Die Politikwissenschaftlerin Elham Manea ging noch einen Schritt weiter: Sie sprach sich klar gegen eine staatsrechtliche Integration der Muslime aus: «Ich verstehe, dass man damit Transparenz erreichen will. Ich finde es jedoch problematisch, dass dadurch ein grosser Einfluss auf die Ausbildung der Imame und auf die Kindererziehung ausgeübt werden könnte.»

Die Imam-Ausbildung soll ihrer Ansicht nach an die Universitäten angegliedert werden. «Eine notwendige Massnahme sind gut konzipierte theologische Studiengänge, nach denen Imame und Lehrer ausgebildet und diplomiert werden und die damit qualifiziert sind, eine friedliche spirituelle Form der Religion zu predigen und zu unterrichten», betonte sie. Ähnlich wie Michael Meier sieht Elham Manea in den juristischen Mitteln nicht das geeignete Mittel für die Anerkennung muslimischer Gemeinschaften, weil es das Grundproblem, den Islamismus, nicht zu bekämpfen vermag.

Statt auf öffentlich-rechtliche Anerkennung zu setzen, sollte man in Bildung und Ausbildung auf allen Ebenen investieren, waren sich die beiden Referenten einig. Michael Meier sieht hier viel Handlungsbedarf. Dem katholischen Theologen fehlt, ähnlich wie bei den Freikirchen, «die intellektuelle Durchdringung der Glaubensinhalte und der kritische Umgang mit Religion und Moral.»

Parallele zu den Jesuiten

Auf die Frage, ob sich der Staat in innerreligiöse Debatten, speziell in die Bildung, einmischen dürfe, vertrat Christian Levrat eine dezidiert andere Meinung als Reinhard Schulze, der betonte, dass die Auslegung des Islams Sache der muslimischen Gemeinschaften sei. Der Staat könne sich sehr wohl einschalten, «wenn eine Religionsgemeinschaft gegen die liberalen Grundwerte des schweizerischen Staates verstösst. Dann ist das keine reine innerkirchliche Angelegenheit mehr.»

Der Freiburger Ständerat erinnerte in diesem Kontext an den Fall der Jesuiten, die 1848 in der Schweiz verboten wurden, «da es in ihrer Lehre und in ihrer Praxis Elemente gab, die das Grundverständnis des Staates in Frage stellten».

Den Islam zum Thema machen

Christian Levrat betonte, wie wertvoll solche Diskussionen seien. Er resümierte: «Die Diskussion um den Islam wird in der Politik eher am Rande geführt.

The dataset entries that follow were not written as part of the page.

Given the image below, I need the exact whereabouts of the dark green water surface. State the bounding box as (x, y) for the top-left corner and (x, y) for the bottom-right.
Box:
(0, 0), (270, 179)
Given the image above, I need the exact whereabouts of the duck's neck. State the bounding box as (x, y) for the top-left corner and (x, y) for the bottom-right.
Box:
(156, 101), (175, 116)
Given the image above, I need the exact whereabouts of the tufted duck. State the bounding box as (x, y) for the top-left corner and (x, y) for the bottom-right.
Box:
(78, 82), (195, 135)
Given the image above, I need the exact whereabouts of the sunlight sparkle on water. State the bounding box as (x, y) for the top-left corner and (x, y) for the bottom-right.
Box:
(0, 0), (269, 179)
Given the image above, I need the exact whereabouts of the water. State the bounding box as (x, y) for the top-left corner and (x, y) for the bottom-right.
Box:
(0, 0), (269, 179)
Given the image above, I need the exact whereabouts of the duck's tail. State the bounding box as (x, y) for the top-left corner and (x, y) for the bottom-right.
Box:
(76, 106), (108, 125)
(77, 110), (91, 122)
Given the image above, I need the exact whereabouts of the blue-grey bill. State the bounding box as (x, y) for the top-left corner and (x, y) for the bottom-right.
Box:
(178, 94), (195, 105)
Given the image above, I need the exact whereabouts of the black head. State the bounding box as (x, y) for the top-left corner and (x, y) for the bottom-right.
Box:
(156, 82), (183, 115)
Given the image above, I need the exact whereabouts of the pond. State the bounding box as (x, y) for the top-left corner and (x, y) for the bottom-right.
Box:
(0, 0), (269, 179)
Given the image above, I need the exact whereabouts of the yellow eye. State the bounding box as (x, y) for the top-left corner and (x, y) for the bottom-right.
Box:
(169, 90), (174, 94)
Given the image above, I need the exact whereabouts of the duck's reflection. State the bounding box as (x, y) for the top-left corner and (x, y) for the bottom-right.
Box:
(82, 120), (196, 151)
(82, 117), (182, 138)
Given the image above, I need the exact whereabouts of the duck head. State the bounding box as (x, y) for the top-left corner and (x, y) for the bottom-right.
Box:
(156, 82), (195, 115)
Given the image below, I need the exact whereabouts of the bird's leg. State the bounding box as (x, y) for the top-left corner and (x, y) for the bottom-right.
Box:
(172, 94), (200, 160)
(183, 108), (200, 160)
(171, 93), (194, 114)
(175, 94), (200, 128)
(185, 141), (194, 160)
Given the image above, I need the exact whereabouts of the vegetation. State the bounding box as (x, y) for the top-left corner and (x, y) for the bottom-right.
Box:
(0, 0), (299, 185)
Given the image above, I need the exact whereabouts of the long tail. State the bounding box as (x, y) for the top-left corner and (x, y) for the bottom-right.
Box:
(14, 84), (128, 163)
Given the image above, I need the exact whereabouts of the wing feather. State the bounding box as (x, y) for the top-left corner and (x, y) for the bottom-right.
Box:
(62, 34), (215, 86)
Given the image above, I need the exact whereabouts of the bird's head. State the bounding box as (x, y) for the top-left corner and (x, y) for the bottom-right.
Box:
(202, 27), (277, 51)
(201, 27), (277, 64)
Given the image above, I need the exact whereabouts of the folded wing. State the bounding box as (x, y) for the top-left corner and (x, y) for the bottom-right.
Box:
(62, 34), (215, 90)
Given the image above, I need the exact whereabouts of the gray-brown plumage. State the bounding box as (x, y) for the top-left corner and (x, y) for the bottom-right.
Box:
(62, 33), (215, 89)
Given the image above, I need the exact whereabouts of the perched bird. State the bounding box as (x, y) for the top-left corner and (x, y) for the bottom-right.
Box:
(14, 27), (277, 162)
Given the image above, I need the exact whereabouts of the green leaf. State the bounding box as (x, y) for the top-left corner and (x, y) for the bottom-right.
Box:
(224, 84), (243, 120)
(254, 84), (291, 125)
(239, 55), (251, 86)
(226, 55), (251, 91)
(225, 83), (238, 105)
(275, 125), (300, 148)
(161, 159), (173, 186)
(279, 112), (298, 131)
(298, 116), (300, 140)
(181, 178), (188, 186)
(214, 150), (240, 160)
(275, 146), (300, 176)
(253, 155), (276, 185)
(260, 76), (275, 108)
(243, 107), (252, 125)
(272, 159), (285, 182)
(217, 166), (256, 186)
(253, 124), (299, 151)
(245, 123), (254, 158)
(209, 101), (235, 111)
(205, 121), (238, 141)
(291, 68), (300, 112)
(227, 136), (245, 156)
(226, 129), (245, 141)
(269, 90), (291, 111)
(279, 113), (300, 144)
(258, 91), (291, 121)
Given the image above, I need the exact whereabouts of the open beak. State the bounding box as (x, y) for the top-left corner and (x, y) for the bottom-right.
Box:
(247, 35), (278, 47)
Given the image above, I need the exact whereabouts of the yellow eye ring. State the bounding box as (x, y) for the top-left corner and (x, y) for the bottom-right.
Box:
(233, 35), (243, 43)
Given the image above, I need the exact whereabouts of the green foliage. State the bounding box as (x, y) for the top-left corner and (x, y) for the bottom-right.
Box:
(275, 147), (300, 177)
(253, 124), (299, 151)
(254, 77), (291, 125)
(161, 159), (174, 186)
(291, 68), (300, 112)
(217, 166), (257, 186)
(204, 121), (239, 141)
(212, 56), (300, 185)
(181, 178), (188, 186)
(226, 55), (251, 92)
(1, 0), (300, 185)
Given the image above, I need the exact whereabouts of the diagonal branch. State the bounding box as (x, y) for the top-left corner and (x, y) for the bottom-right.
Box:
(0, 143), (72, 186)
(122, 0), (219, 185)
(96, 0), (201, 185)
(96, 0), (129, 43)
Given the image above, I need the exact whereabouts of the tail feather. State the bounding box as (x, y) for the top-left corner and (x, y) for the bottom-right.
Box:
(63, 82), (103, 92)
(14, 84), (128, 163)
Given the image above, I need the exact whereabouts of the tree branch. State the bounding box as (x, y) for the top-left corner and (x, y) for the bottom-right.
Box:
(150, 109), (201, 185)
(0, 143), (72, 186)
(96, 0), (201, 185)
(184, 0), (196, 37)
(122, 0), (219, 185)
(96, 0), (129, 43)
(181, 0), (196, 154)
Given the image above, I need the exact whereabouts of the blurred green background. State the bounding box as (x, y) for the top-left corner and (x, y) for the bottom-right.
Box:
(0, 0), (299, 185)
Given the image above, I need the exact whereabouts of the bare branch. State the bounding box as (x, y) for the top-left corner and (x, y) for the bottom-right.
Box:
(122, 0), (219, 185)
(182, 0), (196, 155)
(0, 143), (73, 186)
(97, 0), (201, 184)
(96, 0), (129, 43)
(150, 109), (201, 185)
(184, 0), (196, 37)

Themen wie Minarette und Burka nehmen viel Raum ein, aber es wird viel zu wenig über den Islam als solchen gesprochen.»

Dem SP-Chef hat gefallen, dass an diesem Podium facettenreich über die Beziehung zwischen dem Staat und den muslimischen Gemeinschaften gesprochen wurde, wie er gegenüber kath.ch sagte.

Auf Anfrage von kath.ch bilanzierte er: «Dieses Podium zeigte deutlich die Schwierigkeiten für die Politik auf, innerhalb des Islams Ansprechpartner für uns zu finden und andererseits, wo der Dialog bereits gut funktioniert.»